Jesús es especial para mí. No puedo decir más al respecto. Bueno, o quizás sí... Jesús tiene todo lo bueno de una ciudad: supermercados, puestos de lotería, un par de cafeterías, un colegio, e incluso un jardín botánico.
Ayer tuve la oportunidad de disfrutar de una magnífica paella (mixta, como siempre debería ser) y reviví, después de casi dos años, lo que supone soñar despierto. Realmente extrañé residir allí como antaño y puede que me proponga regresar a mis raíces en cuanto sea posible.
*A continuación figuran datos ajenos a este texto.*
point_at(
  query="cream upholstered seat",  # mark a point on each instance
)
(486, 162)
El caso, decía, es que Jesús es muy especial para mí. Al palpar su asfalto ayer -repito, al cabo de dos años-, aún los recuerdos permanecían y todos los semáforos me saludaban con sosiego, con cariño, casi con amor podríamos decir. Escribiría todos sus nombres, pero probablemente sería injusto con algunos.
Así pues, sólo diré que pasé por el estanco, por el restaurante mexicano, por la administración de lotería, por la pequeña cafetería donde solía tomarme el zumo y las tostadas un día cualquiera. Di una vuelta de recuerdo por Cap Martinet, donde no encontré, por desgracia, a mi amiga Deborah, a quien confío en volver a ver pronto.
El caso es que, caminando bajo el sol, me preguntaba por qué Jesús, y a cada paso me iba apareciendo la respuesta en mi cabeza. Es Jesús porque es hijo de dios, porque ese lugar es especial, tiene encanto y magia, es una calle que puede llegar a ser el principio y el final del mundo si uno se lo propone. Es como un microcosmos, una mini Manhattan en pequeñito, un espacio que verdaderamente echo de menos. Hoy, después de casi dos años, volví a besar su suelo.
Pero no todo está perdido. Ahora entiendo a Einstein cuando decía que el tiempo es relativo.